Energy consumption in the United States is, well, interesting. We keep better statistics than most places and can say things about our energy consumption that other countries cannot.
In May 2012, for example, the U.S. consumed 7.675 quads, slightly up from May 2011′s 7.609, but slightly less than May 2010′s 7.678.
I’m looking at this because I’ve been reading discussion about hot summers and their causes (is it climate change, natural variability or some combination of the two).
With that in mind I offer a link to a chart of Heating Degree Days by Month from 1949 through 2010. This is a metric used widely to estimate demand for energy.
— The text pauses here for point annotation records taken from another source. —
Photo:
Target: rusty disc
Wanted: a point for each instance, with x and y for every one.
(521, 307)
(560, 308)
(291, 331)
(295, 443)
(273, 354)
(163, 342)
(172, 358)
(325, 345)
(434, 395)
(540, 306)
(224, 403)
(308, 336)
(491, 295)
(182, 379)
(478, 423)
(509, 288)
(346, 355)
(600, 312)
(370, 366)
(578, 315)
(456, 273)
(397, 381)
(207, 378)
The link is here: https://www.eia.gov/totalenergy/data/annual/pdf/sec1_16.pdf
Since 1949, the records for highest demand for each month has been 1978 or earlier, with the exception for December, when the record was 1989. There is lower demand for heating in recent years than previously measured. This tracks global warming theory–the number of very cold days in winter has been expected to decrease.
However, the records for lowest demand for each month has only 3 of recent vintage–November’s record for lowest demand was in 2001, January’s in 2006 and March in 2000. Two records were set in the 50′s and one in the 60′s. Recent years have not been uniformly warmer than those in the modern record as measured by the DOE. Interesting.
Cooling degree days use a similar metric to measure demand for energy for air conditioning. The Department of Energy also publishes a record of CDD’s from 1949 through 2010.
Here the data shows that recent years have been warmer in the U.S., with record high demand for 5 of the 7 months measured being recorded in the past decade. See: https://www.eia.gov/totalenergy/data/annual/pdf/sec1_18.pdfMost of the records for low demand are relatively ancient, with the most recent record low month being 1992.
It has been getting warmer recently. But it doesn’t seem to be happening according to plan. Global warming theory has been clear that it should be happening primarily in the winter months. Explanations or educated guesses are welcome.